Parler du modernisme aujourd’hui, c’est forcément rencontrer Émile Poulat, qui, depuis la publication de sa thèse sur Le modernisme, histoire dogme et critiqueen 1962, apparaît comme le spécialiste incontesté de cette période troublée de l’histoire de l’Église.

Il existe deux sortes de savants, ceux qui, entés sur leur spécialité, se contentent de savoir tout dire sur leur sujet: ceux-là peuvent vous impressionner par la masse imparable de leurs travaux et par la précision scrupuleuse de leurs informations, mais ils demeurent incapables de vous démontrer pourquoi ils ont tant étudié. Et puis, il y a ceux qui ont conçu leur sujet d’étude comme le biais, sans cesse observé, par lequel ils accèdent à l’universel, c’est-à-dire à l’humain, au divin. Ceux-là font servir le passé au présent et même à l’avenir. Ce sont les seuls, me semble-t-il, dont on peut dire, non pas qu’ils collectionnent les pensées ou les faits comme d’autres les papillons, mais qu’ils pensent.
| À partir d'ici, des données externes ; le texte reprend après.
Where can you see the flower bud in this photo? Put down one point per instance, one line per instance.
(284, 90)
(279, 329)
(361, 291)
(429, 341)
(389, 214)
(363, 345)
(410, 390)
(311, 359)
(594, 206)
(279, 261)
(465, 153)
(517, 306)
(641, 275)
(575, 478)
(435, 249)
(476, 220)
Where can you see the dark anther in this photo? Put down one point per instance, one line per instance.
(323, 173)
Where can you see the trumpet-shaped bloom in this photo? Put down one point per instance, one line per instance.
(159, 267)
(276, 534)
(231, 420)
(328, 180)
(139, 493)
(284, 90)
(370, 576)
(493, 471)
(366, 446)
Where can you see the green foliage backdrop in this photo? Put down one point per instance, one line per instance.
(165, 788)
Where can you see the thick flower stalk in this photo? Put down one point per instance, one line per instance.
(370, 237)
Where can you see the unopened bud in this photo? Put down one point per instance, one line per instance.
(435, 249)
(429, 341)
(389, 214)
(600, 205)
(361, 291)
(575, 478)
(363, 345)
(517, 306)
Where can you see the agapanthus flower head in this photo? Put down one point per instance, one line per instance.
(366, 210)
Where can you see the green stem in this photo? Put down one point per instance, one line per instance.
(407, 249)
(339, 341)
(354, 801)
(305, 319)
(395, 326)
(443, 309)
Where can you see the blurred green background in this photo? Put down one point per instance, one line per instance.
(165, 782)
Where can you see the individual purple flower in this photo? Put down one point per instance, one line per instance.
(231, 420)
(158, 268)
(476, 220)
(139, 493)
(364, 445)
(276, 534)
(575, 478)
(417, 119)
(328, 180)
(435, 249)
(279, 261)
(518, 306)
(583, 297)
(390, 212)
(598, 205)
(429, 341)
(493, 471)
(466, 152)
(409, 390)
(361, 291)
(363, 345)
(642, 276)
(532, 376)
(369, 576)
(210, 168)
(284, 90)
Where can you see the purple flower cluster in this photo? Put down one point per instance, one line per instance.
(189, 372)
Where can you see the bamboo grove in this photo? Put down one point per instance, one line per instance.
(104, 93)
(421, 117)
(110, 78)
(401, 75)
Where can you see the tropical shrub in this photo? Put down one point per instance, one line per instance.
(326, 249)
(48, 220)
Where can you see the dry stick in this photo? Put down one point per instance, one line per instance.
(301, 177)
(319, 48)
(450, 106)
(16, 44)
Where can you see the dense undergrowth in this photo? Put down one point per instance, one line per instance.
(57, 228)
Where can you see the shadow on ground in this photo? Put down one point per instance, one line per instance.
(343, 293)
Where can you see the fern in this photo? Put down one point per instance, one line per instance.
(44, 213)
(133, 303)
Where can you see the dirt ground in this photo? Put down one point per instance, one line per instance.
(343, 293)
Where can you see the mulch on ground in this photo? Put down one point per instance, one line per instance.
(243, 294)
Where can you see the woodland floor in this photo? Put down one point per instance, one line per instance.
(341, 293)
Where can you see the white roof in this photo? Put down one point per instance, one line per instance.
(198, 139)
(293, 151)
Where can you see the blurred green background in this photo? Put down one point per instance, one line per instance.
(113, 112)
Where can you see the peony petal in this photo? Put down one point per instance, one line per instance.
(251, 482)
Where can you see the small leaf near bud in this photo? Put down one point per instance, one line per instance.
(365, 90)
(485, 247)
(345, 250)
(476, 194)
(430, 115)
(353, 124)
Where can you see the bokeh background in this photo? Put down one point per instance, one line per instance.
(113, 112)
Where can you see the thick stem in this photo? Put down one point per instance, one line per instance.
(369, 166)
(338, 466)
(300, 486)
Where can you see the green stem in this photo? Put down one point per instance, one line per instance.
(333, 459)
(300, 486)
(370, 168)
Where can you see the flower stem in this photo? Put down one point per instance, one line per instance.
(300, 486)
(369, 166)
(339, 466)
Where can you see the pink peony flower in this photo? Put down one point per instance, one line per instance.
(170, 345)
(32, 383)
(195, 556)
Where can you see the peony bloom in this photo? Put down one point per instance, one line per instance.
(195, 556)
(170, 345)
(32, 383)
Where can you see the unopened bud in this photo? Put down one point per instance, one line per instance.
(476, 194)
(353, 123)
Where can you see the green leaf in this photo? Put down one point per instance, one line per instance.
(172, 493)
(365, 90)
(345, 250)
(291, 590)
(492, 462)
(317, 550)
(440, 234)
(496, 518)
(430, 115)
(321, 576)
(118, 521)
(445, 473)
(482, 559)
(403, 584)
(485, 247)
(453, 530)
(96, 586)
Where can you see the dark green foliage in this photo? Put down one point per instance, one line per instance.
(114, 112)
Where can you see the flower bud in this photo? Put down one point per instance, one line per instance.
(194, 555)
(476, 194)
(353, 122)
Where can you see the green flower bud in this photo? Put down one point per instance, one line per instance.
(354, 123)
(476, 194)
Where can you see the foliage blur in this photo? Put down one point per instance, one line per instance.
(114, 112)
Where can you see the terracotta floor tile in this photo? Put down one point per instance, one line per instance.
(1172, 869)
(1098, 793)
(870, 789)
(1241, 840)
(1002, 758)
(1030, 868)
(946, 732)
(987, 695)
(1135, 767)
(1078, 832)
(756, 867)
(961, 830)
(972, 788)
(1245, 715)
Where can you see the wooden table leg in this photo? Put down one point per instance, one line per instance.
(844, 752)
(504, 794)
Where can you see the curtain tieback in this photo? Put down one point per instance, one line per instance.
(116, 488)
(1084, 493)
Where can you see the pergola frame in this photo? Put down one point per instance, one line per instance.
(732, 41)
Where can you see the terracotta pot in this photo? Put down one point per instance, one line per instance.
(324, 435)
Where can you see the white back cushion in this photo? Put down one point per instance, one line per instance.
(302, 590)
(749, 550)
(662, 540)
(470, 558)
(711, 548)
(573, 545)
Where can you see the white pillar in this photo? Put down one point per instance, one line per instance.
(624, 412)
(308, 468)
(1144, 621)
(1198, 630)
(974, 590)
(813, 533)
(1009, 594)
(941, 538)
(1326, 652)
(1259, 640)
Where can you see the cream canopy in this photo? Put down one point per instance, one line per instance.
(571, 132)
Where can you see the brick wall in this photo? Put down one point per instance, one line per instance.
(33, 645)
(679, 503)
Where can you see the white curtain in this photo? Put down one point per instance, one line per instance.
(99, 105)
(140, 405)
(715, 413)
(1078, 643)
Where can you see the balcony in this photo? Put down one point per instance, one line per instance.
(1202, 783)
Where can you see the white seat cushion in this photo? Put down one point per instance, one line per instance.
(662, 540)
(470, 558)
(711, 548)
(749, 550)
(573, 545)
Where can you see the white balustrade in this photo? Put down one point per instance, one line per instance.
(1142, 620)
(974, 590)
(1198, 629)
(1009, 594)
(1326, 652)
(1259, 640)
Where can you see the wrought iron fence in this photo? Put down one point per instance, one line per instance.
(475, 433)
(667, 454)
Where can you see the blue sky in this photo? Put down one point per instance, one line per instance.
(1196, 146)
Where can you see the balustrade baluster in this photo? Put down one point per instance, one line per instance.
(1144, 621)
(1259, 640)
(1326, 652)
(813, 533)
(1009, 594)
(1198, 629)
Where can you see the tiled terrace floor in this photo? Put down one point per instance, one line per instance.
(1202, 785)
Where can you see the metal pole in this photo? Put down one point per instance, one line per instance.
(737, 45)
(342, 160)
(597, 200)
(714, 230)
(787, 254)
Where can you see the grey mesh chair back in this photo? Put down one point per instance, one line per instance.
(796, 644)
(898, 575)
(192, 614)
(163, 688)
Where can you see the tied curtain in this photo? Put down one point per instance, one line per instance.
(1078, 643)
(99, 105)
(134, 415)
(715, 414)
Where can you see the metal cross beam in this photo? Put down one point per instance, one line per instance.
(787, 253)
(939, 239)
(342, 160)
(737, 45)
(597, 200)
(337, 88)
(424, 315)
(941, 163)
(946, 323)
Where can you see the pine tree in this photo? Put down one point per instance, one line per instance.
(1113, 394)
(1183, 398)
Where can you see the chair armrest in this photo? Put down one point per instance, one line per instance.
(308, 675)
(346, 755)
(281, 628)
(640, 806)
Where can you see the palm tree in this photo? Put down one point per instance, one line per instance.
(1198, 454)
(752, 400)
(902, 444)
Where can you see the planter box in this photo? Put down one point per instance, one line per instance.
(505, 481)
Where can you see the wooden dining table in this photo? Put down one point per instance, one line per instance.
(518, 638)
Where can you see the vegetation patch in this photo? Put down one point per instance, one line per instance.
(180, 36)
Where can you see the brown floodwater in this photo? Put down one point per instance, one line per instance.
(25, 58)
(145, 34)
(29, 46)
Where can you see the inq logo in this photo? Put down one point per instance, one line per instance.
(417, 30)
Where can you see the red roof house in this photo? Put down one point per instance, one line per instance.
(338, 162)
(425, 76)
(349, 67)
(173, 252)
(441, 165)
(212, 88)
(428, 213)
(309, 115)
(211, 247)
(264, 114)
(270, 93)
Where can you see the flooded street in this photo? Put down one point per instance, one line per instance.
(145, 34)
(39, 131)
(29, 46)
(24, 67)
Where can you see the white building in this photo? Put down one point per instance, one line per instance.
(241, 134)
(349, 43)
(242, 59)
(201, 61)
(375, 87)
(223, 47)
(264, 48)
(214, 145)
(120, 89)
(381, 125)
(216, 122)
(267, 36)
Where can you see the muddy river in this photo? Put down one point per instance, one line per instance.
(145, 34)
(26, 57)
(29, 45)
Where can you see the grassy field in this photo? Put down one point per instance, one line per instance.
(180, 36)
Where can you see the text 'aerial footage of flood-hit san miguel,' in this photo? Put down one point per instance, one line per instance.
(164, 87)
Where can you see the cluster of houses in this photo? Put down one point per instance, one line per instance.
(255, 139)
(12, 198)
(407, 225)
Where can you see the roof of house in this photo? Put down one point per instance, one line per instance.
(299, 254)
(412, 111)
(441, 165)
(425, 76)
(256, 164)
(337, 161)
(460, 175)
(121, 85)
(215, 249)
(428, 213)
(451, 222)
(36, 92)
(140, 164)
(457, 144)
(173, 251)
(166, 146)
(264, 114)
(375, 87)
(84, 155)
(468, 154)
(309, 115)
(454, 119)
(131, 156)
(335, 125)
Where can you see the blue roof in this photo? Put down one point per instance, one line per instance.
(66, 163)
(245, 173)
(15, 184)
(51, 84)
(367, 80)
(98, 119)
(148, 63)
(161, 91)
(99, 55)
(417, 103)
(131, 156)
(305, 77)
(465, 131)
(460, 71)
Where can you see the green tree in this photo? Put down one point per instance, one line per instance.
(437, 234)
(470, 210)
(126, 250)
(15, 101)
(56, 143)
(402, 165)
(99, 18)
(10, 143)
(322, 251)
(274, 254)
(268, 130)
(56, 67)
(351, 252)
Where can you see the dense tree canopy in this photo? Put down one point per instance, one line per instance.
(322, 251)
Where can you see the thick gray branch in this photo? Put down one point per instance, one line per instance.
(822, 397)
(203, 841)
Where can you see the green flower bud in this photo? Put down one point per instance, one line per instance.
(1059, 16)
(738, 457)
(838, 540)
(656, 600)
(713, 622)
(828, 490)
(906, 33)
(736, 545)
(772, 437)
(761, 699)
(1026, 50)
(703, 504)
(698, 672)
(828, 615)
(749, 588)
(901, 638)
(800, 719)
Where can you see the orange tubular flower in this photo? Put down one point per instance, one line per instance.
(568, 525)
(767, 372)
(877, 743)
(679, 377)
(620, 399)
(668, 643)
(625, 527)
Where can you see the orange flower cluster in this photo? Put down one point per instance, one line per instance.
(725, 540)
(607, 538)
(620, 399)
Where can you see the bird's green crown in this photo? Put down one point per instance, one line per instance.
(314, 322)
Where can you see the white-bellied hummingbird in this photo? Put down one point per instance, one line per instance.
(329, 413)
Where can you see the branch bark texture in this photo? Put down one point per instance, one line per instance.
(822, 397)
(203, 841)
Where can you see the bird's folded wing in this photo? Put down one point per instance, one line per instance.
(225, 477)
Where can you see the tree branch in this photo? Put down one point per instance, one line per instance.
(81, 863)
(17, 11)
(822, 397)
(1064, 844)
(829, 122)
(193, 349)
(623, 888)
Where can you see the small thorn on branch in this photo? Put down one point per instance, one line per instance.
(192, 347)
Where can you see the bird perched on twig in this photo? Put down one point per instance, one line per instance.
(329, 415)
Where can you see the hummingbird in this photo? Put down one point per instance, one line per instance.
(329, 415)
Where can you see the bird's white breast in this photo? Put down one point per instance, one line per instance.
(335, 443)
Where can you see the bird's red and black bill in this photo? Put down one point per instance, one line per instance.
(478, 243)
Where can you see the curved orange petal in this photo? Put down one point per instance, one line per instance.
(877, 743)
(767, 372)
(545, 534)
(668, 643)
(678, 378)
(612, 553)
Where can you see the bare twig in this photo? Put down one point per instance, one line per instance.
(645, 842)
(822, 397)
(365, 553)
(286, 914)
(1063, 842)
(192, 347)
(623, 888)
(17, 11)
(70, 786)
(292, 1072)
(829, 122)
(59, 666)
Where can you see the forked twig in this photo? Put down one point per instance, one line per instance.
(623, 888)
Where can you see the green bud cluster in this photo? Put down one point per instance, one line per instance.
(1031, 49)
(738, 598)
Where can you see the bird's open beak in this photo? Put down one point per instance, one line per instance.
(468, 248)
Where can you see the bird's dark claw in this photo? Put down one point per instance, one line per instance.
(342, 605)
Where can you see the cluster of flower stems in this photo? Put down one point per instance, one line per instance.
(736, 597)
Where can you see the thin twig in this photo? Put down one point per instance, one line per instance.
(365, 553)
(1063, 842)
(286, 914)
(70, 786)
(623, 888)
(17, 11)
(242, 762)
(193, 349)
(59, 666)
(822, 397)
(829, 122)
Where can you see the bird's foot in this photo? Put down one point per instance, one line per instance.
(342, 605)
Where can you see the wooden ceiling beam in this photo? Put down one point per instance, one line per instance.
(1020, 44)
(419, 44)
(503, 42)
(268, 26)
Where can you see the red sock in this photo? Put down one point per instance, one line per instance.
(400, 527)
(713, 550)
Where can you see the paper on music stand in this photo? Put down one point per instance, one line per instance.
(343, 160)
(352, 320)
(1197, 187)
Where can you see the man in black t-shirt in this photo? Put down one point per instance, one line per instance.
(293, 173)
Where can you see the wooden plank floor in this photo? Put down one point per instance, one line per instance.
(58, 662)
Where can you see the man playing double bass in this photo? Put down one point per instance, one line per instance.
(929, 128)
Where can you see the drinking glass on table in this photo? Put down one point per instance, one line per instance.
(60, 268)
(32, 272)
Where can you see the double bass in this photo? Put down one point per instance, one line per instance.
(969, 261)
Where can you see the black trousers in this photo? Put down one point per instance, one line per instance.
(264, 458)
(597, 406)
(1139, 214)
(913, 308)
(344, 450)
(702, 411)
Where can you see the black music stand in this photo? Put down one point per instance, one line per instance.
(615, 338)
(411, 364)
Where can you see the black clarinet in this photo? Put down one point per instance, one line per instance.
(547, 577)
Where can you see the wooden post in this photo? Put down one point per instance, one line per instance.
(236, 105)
J’ai eu plusieurs fois l’occasion de m’entretenir, comme en voisin, avec Emile Poulat. Et chaque fois, je suis reparti plus riche d’idées et de savoir. J’ai eu l’impression, presque physique, de me trouver en face d’une pensée toujours active et pas seulement d’un savoir accumulé.

Cette fois, je lui demande de nous entretenir un peu d’Alfred Loisy, figure emblématique du modernisme. «C’était un garçon chétif, issu d’une famille paysanne champenoise. Très tôt reconnu comme impropre au travail de la terre, on l’envoya au petit séminaire. L’enfant se révéla doué pour les études et on lui fit apprendre les langues anciennes, l’hébreu, l’assyrien, etc. Il suivit les cours de Renan au Collège de France et il se dit: “Je vais le réfuter”. En fait de réfutation, il est amené finalement à faire ce que faisait Renan et ce que font tous les exégètes d’aujourd’hui».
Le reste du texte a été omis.